Rotator cuff tears often begin by fraying. As the damage worsens, the tendon can tear. When one or more of the rotator cuff tendons is torn, the tendon no longer fully attaches to the head of the humerus. Most tears in throwing athletes occur in the supraspinatus tendon.
Rotator cuff tendon tears in throwers most often occur within the tendon. In some cases, the tendon can tear away from where it attaches to the humerus.
Problems with the rotator cuff often lead to shoulder bursitis. There is a lubricating sac called a bursa between the rotator cuff and the bone on top of your shoulder (acromion). The bursa allows the rotator cuff tendons to glide freely when you move your arm. When the rotator cuff tendons are injured or damaged, this bursa can also become inflamed and painful.
During the cocking phase of an overhand throw, the rotator cuff tendons at the back of the shoulder can get pinched between the humeral head and the glenoid. This is called internal impingement and may result in a partial tearing of the rotator cuff tendon. Internal impingement may also damage the labrum, causing part of it to peel off from the glenoid.
Internal impingement may be due to some looseness in the structures at the front of the joint, as well as tightness in the back of the shoulder.
This illustration shows the infraspinatus tendon caught between the humeral head and the glenoid.
Shoulder instability occurs when the head of the humerus slips out of the shoulder socket (dislocation). When the shoulder is loose and moves out of place repeatedly, it is called chronic shoulder instability.
In throwers, instability develops gradually over years from repetitive throwing that stretches the ligaments and creates increased laxity (looseness). If the rotator cuff structures are not able to control the laxity, then the shoulder will slip slightly off-center (subluxation) during the throwing motion.
Pain and loss of throwing velocity will be the initial symptoms, rather than a sensation of the shoulder “slipping out of place.” Occasionally, the thrower may feel the arm “go dead.” A common term for instability many years ago was “dead arm syndrome.”
Glenohumeral Internal Rotation Deficit (GIRD)
As mentioned above, the extreme external rotation required to throw at high speeds typically causes the ligaments at the front of the shoulder to stretch and loosen. A natural and common result is that the soft tissues in the back of the shoulder tighten, leading to loss of internal rotation.

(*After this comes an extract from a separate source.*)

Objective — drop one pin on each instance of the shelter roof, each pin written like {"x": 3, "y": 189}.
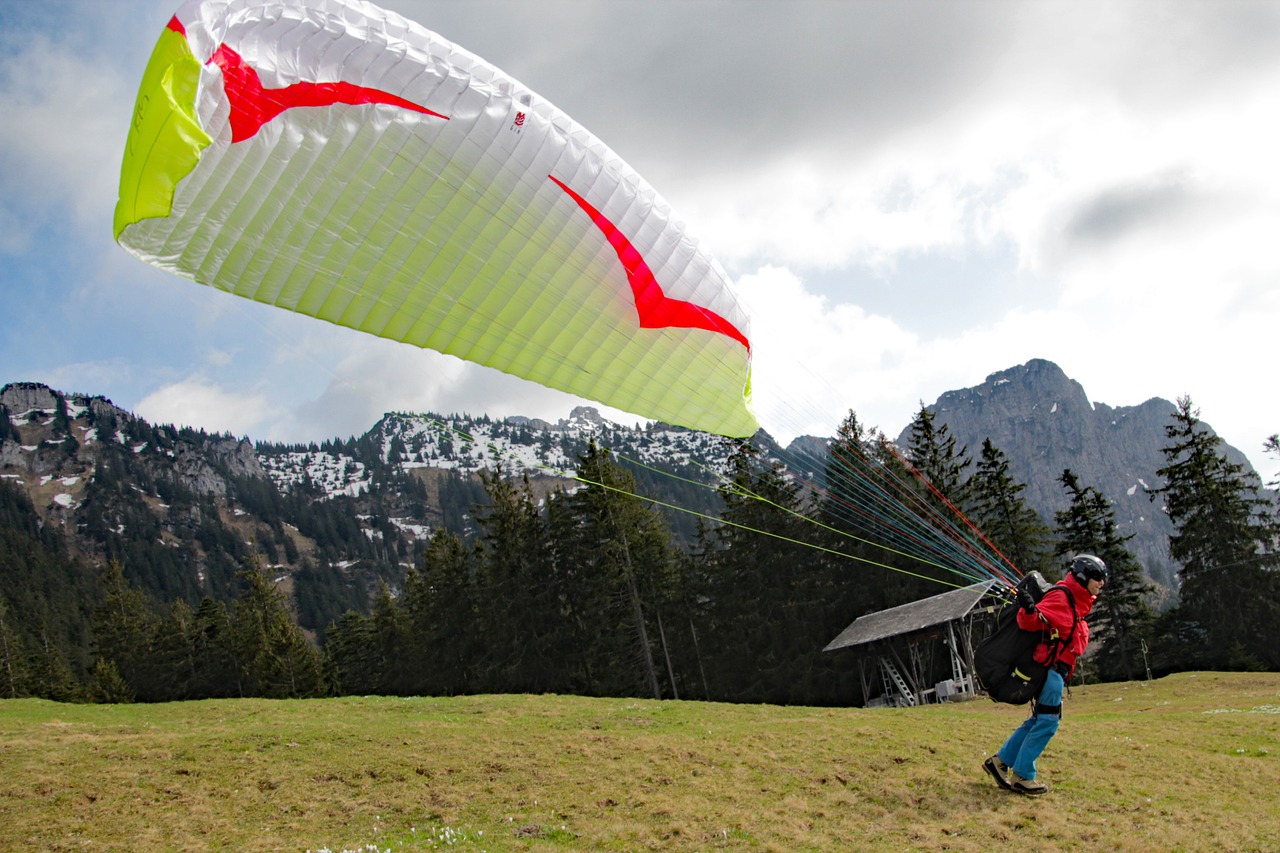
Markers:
{"x": 913, "y": 616}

This loss of internal rotation puts throwers at greater risk for labral and rotator cuff tears.
Scapular Rotation Dysfunction (SICK Scapula)
This photograph shows abnormal positioning of the scapula on the right side.Reproduced with permission from Kibler B, Sciascia A, Wilkes T: Scapular Dyskinesis and Its Relation to Shoulder Injury. J Am Acad Orthop Surg 2012; 20:364-372.
Proper movement and rotation of the scapula over the chest wall is important during the throwing motion. The scapula (shoulder blade) connects to only one other bone: the clavicle. As a result, the scapula relies on several muscles in the upper back to keep it in position to support healthy shoulder movement.
During throwing, repetitive use of scapular muscles creates changes in the muscles that affect the position of the scapula and increase the risk of shoulder injury.
Scapular rotation dysfunction is characterized by drooping of the affected shoulder. The most common symptom is pain at the front of the shoulder, near the collarbone.
In many throwing athletes with SICK scapula, the chest muscles tighten in response to changes in the upper back muscles. Lifting weights and chest strengthening exercises can aggravate this condition.